La Commission australienne des valeurs mobilières et des investissements (ASIC) a infligé un montant record de 830 millions de dollars australiens (A$830 millions) de sanctions civiles ordonnées par le tribunal au cours de l’exercice financier 2025-26, d’après des chiffres publiés le 20 juillet. Ces sanctions résultent d’actions de l’ASIC menées à l’encontre de courtiers en CFD, de banques, de trustees de fonds de retraite (superannuation) et d’entreprises de services financiers, tandis que l’ASIC a également aidé à restituer plus de 643 millions de dollars australiens (A$643 millions) à des consommateurs et des investisseurs. Le total record se compose de 480 millions de dollars australiens (A$480 millions) ordonnés entre janvier et juin 2026 et de 350 millions de dollars australiens (A$350 millions) au cours de la première moitié de l’exercice financier. Le programme d’application de la loi sous la présidence de Sarah Court visait la protection des investisseurs particuliers, l’intégrité des marchés, les actifs numériques, les escroqueries et les manquements au sein de l’industrie des services financiers en Australie.
La Cour fédérale a ordonné à Union Standard International Group de payer une sanction record de 300 millions de dollars australiens (A$300 millions) pour ce que l’ASIC a qualifié de manquement grave affectant les investisseurs particuliers.

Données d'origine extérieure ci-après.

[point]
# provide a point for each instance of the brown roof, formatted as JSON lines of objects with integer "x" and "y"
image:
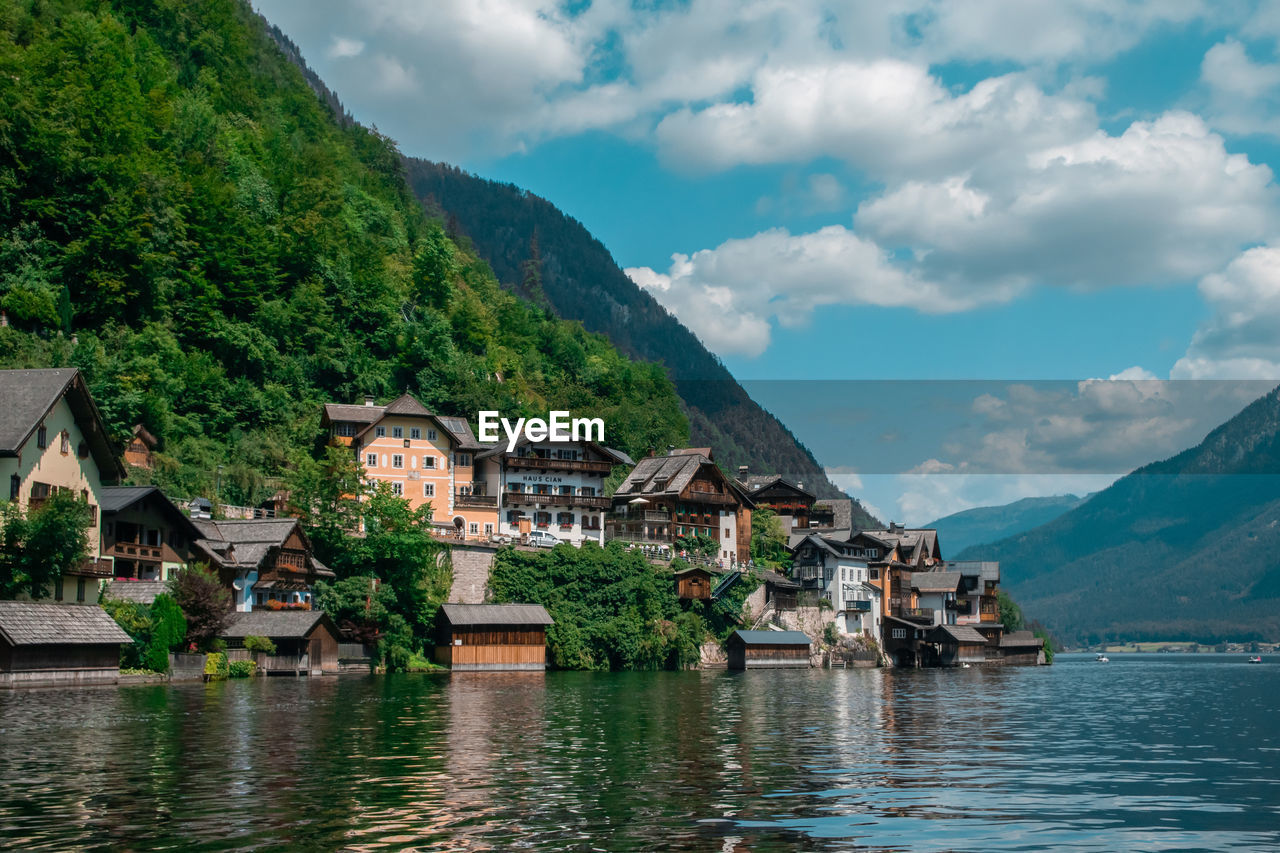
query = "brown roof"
{"x": 496, "y": 615}
{"x": 24, "y": 623}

L’affaire est devenue la plus importante sanction civile jamais prononcée en Australie contre un opérateur de CFD et constitue le cœur du programme d’application de la loi de l’ASIC au cours de la seconde moitié de l’exercice financier.
Parmi les autres résultats judiciaires significatifs sur la période couverte, HSBC Bank Australia a versé 35 millions de dollars australiens (A$35 millions) pour des manquements en matière de prévention des escroqueries, Macquarie Securities a payé 35 millions de dollars australiens (A$35 millions) pour des défaillances systémiques de déclaration des ventes à découvert, Walker Stores (Snaffle) a payé 33,5 millions de dollars australiens (A$33,5 millions) pour des pratiques illégales de crédit à la consommation, Westpac a payé 26 millions de dollars australiens (A$26 millions) pour des défaillances généralisées dans le traitement des clients en situation de difficultés financières, Mercer Super a payé 10,3 millions de dollars australiens (A$10,3 millions) pour des défaillances systémiques de déclaration des manquements, et Binance Australia Derivatives a payé 10 millions de dollars australiens (A$10 millions) pour des défaillances d’onboarding ayant entraîné des pertes de trading importantes pour les clients.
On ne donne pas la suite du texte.